The simple truth is that as business owners, we are often averse to change. When the word, change, surfaces in conversation, first reactions include resistance. Fear. Concern. Perhaps even nausea. As business owners, these feelings are more than common. After all, if business is running smoothly, there is no reason to rock the boat. Is there? Here is an idea. What if we all altered our outlook on change. Just for a moment consider this – continued growth cannot happen without change. Seems obvious, but it kind of switches the perspective, doesn’t it? In shifting the perception of change, we can better use it to our advantage. Replace your fear with excitement. Embrace. Encourage. And take some antacids, need be.
Change is the root of growth
Change. There is that word again. Nobody claims it is easy. Especially when you are immersed in your business. Content? Possibly…unmotivated? Bored? Think you can coast on your wave of placation? Well, you could. But think back to when you started your business. As if that was not tough enough, finding success and maintaining that success is equally as challenging. Change can be uncomfortable because it’s associated with self-examination. But associate it with possibility, progress, and improvement and you are on your way!
Don’t keep them guessing
Company growth is dependent on the progress of your employees and it is up to you to reset your expectations of their production. There is nothing harder for an employee to guess than what is expected of them. Inconsistency is bred by inconsistency, so if you as the business owner are not expressing or switching around your expectations too much, your employees will be inconsistent with the work they are doing. Inconsistency also leads to frustration among everyone involved and frustration leads to anger. Communication from the start of your re-growth between yourself and your employees is one of the main keys to an ever-growing business.
Cut from the bottom up
One of the toughest decisions that you have to make to keep your business growing is to pinpoint who and where your anchors are.
Tough as it may be to have to let someone go, having an under-productive employee or employees is detrimental not only to the company revenue but also to your other employees.

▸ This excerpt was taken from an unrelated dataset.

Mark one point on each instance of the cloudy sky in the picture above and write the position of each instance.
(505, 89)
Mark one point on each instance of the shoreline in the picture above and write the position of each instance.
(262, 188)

There is nothing more demotivating than your hardworking producers, those who are there on time, work hard while they are there and have positive goals for themselves to see other employees who get away with doing little to nothing. That is where performance reviews are especially helpful. Some suggest consistently cutting the bottom ten percent of your employees. This will not only motivate others to put forth their very best but will also remind them who is in charge – you. Your employees want autonomy but also the reassurance that you are leading the company with strength and perseverance.
Some additional ways to help your business continue to progress are include attending networking events, new client interactions, talking with new business owners for some fresh ideas and keeping your technology current. When thinking about the ongoing success of your company, don’t be afraid to grow. After all, change is the only constant.